Le parc protège les deux lacs d'Avigliana et le marais des Mareschi, en basse vallée de Suse, dans un amphithéâtre morainique compris de ce côté entre le mont Pirchiriano et la colline de Rivoli. Il a été institué en 1980 pour préserver l'écosystème de la zone et pour freiner l'urbanisation qui, ici, à une demi-heure de Turin, ne relâche jamais sa pression.
À voir
Les Mareschi constituent la zone palustre la plus occidentale d'Italie. Ils occupent la partie presque plane que parcourt le canal de la Naviglia, unique exutoire des deux lacs vers la Doire Ripaire ; autrefois il arrivait, rarement, que le courant s'inverse, selon le niveau du Lago Grande et le débit de la Doire. La flore est celle des zones humides, la faune aussi : hérons cendrés, foulques, colverts, grèbes, cormorans, gallinules, grenouilles et faisans. Dans l'eau vivent brochets, carpes, perches et perches truitées.
La visite
À l'intérieur du périmètre se trouvent aussi deux usines désaffectées, et c'est la partie qui surprend. L'une est la dynamiterie Nobel, aujourd'hui musée. L'autre abritait la fabrique de peintures Duco-Montecatini, où travailla Primo Levi juste après la guerre : c'est à ce bureau qu'il écrivit une grande partie de Si c'est un homme. Le parc mène aussi de l'éducation à l'environnement avec les écoles et surveille les moustiques dans les communes alentour, ce qui, avec un marais à la porte, n'est pas un détail.
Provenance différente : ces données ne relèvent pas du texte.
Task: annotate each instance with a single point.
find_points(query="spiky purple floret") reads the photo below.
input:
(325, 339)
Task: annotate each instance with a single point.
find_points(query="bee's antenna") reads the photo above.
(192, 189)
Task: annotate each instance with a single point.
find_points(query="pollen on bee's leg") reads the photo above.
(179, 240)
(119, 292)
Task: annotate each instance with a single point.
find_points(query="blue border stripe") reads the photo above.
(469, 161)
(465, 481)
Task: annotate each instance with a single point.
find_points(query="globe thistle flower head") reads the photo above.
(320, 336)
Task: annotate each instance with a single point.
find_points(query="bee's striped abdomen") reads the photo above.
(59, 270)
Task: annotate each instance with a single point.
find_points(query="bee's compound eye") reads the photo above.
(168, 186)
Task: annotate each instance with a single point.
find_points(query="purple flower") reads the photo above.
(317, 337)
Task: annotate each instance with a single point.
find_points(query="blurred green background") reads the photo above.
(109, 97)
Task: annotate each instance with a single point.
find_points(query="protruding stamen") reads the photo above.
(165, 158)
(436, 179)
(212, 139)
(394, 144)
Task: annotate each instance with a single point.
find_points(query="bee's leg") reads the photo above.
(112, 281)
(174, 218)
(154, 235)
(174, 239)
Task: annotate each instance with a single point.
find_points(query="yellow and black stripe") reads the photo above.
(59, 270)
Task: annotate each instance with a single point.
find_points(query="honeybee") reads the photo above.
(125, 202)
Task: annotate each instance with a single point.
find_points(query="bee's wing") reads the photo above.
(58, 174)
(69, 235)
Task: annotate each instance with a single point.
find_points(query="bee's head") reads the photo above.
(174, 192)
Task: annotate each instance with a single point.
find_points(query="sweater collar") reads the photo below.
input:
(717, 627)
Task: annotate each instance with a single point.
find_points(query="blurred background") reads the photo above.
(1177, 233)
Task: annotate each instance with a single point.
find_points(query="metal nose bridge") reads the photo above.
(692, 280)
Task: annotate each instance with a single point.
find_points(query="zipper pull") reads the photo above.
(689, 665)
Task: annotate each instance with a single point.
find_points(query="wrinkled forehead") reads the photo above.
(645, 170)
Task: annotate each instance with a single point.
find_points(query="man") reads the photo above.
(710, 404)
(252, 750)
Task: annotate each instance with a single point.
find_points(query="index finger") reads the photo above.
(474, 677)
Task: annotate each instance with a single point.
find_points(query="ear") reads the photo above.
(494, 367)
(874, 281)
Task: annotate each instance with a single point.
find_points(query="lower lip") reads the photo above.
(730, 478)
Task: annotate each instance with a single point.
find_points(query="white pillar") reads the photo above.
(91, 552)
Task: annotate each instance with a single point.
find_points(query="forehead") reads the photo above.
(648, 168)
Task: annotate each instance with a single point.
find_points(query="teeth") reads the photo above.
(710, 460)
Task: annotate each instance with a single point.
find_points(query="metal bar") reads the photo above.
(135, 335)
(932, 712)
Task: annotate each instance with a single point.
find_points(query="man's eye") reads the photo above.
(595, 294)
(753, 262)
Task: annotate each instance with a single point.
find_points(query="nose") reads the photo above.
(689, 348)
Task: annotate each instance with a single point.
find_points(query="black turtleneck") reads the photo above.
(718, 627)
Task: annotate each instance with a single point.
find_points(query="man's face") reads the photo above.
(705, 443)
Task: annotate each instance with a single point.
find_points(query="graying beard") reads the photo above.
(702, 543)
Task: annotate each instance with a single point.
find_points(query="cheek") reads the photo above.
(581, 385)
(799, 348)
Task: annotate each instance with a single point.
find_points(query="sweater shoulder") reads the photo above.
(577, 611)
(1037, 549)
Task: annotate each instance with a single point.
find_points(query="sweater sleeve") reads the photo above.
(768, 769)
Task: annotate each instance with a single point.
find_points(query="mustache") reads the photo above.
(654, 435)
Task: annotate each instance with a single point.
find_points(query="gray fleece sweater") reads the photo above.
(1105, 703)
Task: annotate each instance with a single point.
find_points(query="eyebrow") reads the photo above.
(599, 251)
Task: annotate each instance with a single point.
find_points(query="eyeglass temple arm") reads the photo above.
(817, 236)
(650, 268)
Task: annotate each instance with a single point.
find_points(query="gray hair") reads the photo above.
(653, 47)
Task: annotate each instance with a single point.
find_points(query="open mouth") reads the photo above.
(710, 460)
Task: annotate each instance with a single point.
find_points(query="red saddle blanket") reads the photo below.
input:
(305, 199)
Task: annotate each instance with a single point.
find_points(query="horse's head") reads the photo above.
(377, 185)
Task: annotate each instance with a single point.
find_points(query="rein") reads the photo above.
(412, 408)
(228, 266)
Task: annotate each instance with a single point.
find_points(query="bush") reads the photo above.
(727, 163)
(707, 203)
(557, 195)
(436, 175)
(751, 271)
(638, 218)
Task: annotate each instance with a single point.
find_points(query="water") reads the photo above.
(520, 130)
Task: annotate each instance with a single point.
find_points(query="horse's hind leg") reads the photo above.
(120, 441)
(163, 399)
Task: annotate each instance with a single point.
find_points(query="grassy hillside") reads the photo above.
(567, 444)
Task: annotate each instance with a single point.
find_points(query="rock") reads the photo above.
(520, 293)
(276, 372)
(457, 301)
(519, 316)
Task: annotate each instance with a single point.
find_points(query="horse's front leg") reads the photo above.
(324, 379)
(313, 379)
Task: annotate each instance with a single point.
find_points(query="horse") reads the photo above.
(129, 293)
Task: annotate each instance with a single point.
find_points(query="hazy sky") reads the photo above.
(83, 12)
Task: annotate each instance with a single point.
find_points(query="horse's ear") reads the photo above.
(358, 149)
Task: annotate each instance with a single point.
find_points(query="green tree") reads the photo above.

Le conseil de la rédaction
Le tour des lacs se fait à pied ou à vélo et tient dans une demi-journée. Qui a du temps le prolongera jusqu'aux Mareschi, la partie la moins fréquentée et celle où l'on voit le plus d'oiseaux. Et qui vient avec des enfants commencera par la dynamiterie : l'idée qu'on fabriquait ici de l'explosif au milieu des roseaux frappe plus que n'importe quel panneau.